Le couple maintient qu'il n'a jamais riposté et affirme avoir rejeté un accord de plaidoyer parce qu'il souhaite que l'affaire soit pleinement entendue devant le tribunal. Leurs prochaines dates d'audience sont attendues en août, comme l'a dit à Erin In The Morning l'avocat du couple.
Des femmes trans emmenées dans une prison pour hommes
Rush allègue également qu'elle a été emmenée dans une prison pour hommes alors qu'elle portait un marqueur de genre féminin sur son permis de conduire, qu'elle a été fouillée par un policier et initialement réservée sous un mauvais nom. L'avocat du couple estime que l'attaque doit être considérée comme un crime de haine.

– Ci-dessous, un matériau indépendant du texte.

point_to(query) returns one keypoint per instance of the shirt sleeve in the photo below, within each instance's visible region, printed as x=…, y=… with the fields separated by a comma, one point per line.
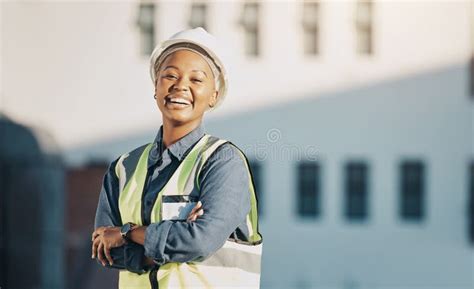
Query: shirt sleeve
x=225, y=200
x=131, y=255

Quelques semaines après l'incident du 15 juillet, les responsables de la paroisse de Bossier ont approuvé à l'unanimité une proposition d'ordonnance relative aux toilettes les plus strictes du pays contre les personnes trans.

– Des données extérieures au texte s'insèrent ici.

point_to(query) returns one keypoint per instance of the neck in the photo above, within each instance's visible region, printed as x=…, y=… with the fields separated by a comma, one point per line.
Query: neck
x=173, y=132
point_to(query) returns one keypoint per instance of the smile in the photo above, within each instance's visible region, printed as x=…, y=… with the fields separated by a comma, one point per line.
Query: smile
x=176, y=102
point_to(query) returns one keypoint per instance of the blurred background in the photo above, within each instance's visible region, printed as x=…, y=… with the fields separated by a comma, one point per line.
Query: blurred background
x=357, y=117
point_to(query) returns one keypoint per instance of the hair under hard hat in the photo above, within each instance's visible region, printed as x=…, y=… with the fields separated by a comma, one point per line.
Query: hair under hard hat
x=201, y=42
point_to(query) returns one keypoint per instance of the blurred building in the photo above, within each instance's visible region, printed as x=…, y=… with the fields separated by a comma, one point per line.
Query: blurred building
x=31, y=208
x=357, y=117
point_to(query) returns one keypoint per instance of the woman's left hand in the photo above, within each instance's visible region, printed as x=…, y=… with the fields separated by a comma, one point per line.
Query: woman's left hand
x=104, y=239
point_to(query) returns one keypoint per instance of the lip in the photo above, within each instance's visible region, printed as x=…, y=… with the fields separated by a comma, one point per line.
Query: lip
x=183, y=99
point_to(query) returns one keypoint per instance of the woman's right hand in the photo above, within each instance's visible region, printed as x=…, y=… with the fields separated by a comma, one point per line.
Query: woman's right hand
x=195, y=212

Si elle est adoptée, la mesure obligerait les fonctionnaires à retirer les personnes des établissements sexistes si leur sexe est mis en doute et pourrait imposer des sanctions pénales pouvant aller jusqu'à un an de prison pour toute personne refusant de partir.
Le statut juridique de l'ordonnance reste incertain en raison de contestations procédurales et une autre audience publique est attendue. Si la résolution est adoptée, le public aura la possibilité de formuler des commentaires le 2 septembre.
Si vous avez été concerné par cette histoire, vous pouvez contacter Mind au 0300 123 3393, Switchboard au 0800 0119 100 ou les Samaritains au 116 123.
Les lecteurs aux États-Unis peuvent appeler ou envoyer un SMS au 988 ou discuter sur 988lifeline.org. Vous pouvez également joindre Crisis Text Line en envoyant un SMS à MHA au 741741.